Legal Professional Privilege And The Corporations Act.
It is a bleak day for a company when a receiver knocks on the door. A receiver is a person appointed to take the control of a company's assets, (and usually control of the company itself) away from its directors and officers. In most cases receivers are appointed by a secured lender under the terms of a loan contract, such as a charge or mortgage, as a way of getting the loan repaid.
Although such receivers are appointed by the lender, the loan contract almost always states that they act as the agent of the borrower. It is an odd sort of agency. Normally agents have to act in the best interests of their principal, but that is definitely not the case with receivers. The borrower pays the receiver's fees and expenses, but the receiver's main job is to get in and sell the assets of the borrower so that the money can be repaid to the lender. It is a little like having to engage a tax agent to ensure that you pay as much as possible to the ATO.
Late last year the Western Australian Court of Appeal handed down the latest in a series of decisions in which the director of several companies in receivership tried to use this agency relationship against the receivers.
Although the companies were largely unsuccessful on this occasion, the cases have explained and clarified some of the rights and obligations of both receivers and the companies they control. In the process they may have made life significantly more complicated for insolvency practitioners and their legal advisors.
In 2006 Perpetual Nominees Limited ("Perpetual") appointed receivers to a number of companies in the Westpoint Group. Mr Norm Carey was a director of most of those companies. He told the receivers that he would be suing them for a number of things, such as unauthorised entry to premises and failing to get the best price when selling assets.
The Corporations Act obliges receivers to keep financial records that "correctly record and explain" transactions they enter into while they are controlling a company. Directors and shareholders of the company have the right to inspect those records. These provisions appear in section 421 of the Act.
In 2010 Mr Carey referred to section 421 when he sued the receivers to make them provide him with detailed schedules of the work done by them since 2006, and the itemised invoices of the lawyers engaged by the receivers to advise and represent them.
This request covered a lot of information – the lawyer's invoices alone ran to 2000 pages. The receivers offered to give Mr Carey summaries of their worksheets and their lawyer's invoices, but were concerned that giving detailed records to Mr Carey could reveal parts of the legal advice they had been getting from their lawyers, some of which was about how to deal with legal action by Mr Carey.
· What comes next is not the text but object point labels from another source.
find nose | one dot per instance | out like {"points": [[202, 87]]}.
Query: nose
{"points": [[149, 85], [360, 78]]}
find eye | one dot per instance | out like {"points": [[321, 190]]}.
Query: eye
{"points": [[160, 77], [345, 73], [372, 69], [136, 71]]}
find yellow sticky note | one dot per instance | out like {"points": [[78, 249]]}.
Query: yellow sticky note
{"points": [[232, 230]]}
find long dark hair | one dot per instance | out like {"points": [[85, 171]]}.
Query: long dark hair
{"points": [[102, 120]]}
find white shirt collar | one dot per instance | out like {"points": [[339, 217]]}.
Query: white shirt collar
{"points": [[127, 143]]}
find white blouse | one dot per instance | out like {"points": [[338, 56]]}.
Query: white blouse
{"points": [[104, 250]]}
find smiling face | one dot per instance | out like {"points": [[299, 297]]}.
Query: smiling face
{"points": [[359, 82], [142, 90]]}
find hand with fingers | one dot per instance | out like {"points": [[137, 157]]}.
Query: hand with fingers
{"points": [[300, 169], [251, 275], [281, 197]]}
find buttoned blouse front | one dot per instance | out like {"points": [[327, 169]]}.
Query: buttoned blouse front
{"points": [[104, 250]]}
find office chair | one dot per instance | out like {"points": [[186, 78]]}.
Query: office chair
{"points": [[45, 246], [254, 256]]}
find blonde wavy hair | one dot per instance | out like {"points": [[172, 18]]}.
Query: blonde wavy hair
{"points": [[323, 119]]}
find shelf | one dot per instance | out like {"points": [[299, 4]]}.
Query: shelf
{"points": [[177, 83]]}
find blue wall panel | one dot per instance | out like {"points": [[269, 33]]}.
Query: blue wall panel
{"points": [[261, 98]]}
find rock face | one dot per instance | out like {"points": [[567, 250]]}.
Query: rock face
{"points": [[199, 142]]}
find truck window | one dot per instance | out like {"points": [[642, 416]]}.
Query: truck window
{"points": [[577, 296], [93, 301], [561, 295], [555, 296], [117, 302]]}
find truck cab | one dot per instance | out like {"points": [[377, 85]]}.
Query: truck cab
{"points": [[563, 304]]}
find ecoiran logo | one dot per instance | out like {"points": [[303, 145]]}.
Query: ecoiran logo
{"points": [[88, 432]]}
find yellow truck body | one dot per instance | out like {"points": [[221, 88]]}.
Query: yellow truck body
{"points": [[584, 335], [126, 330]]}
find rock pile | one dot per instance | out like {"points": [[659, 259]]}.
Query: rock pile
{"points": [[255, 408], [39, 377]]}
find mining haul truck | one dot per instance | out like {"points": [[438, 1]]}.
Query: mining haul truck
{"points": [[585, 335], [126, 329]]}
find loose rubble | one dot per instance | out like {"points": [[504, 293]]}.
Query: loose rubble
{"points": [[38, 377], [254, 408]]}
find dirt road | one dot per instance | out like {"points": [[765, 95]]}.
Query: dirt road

Perpetual argued that Mr Carey could not use his rights of inspection in section 421 to get documents to help him in other legal actions against the receivers. The judge disagreed, and said that Mr Carey was entitled to inspect the documents for that purpose, and that he was entitled to the detailed records, not just the summaries.
But the judge also found that the receivers were entitled to claim legal professional privilege (LPP) over the records created and inspected under section 421.
LPP allows people to refuse to disclose documents that are created mainly for the purpose of giving or obtaining legal advice, to ensure free and open communication with their lawyer.
LPP can cover documents which haven't been created for this purpose if their contents will reveal privileged information. The receivers claimed that their worksheets, and their lawyers' itemised timesheets, fell into this category. Although they were created for the purpose of getting paid, rather than giving legal advice, in some cases the narrations in the invoices were said to reveal the advice which the lawyers had confidentially given to the receivers.
Second trial and appeal
So another set of legal proceedings were commenced to deal with the receiver's claim for LPP. Mr Carey's lawyers attacked the claim in several ways.
They said that because the receivers were the agents of the companies, and the lawyers were engaged by the receivers, the lawyers were in fact acting for the companies. If the companies were the clients it was for them to assert LPP, not the receivers.
They also argued that because the companies were being charged for the lawyer's services, they had the right to get those bills itemised and assessed by the Supreme Court, so they were entitled to see the itemised bills anyway, which meant that LPP must not be relevant to them. Another argument put forward was that if the receivers could claim LPP, they had waived it when they caused the companies to pay the invoices.
Outcome & comment
These arguments failed both when they were first raised, and on appeal. Due to the peculiar nature of the receiver's agency, and the clarity of the retainer agreement between the receivers and their lawyers, it was found that the lawyers were definitely not acting for the companies, and that payment of legal fees by the companies did not waive LPP.
But the receivers did suffer one significant setback. The Court of Appeal found they had not put forward enough evidence to prove that the material they were being asked to produce would reveal communications between them and their lawyers for the provision of legal advice or services; in other words although they were entitled to claim LPP they hadn't put forward enough evidence to do so.
The Court of Appeal said that the receivers could have another go at putting forward evidence to support their claim for LPP, but given the time and resources already spent on this exercise, they might not have considered this to be an unmixed blessing. Some readers might struggle to find sympathy for lawyers and insolvency practitioners when they have to deal with this sort of scrutiny, but it can be the unsecured creditors and shareholders of the company who really pay the price.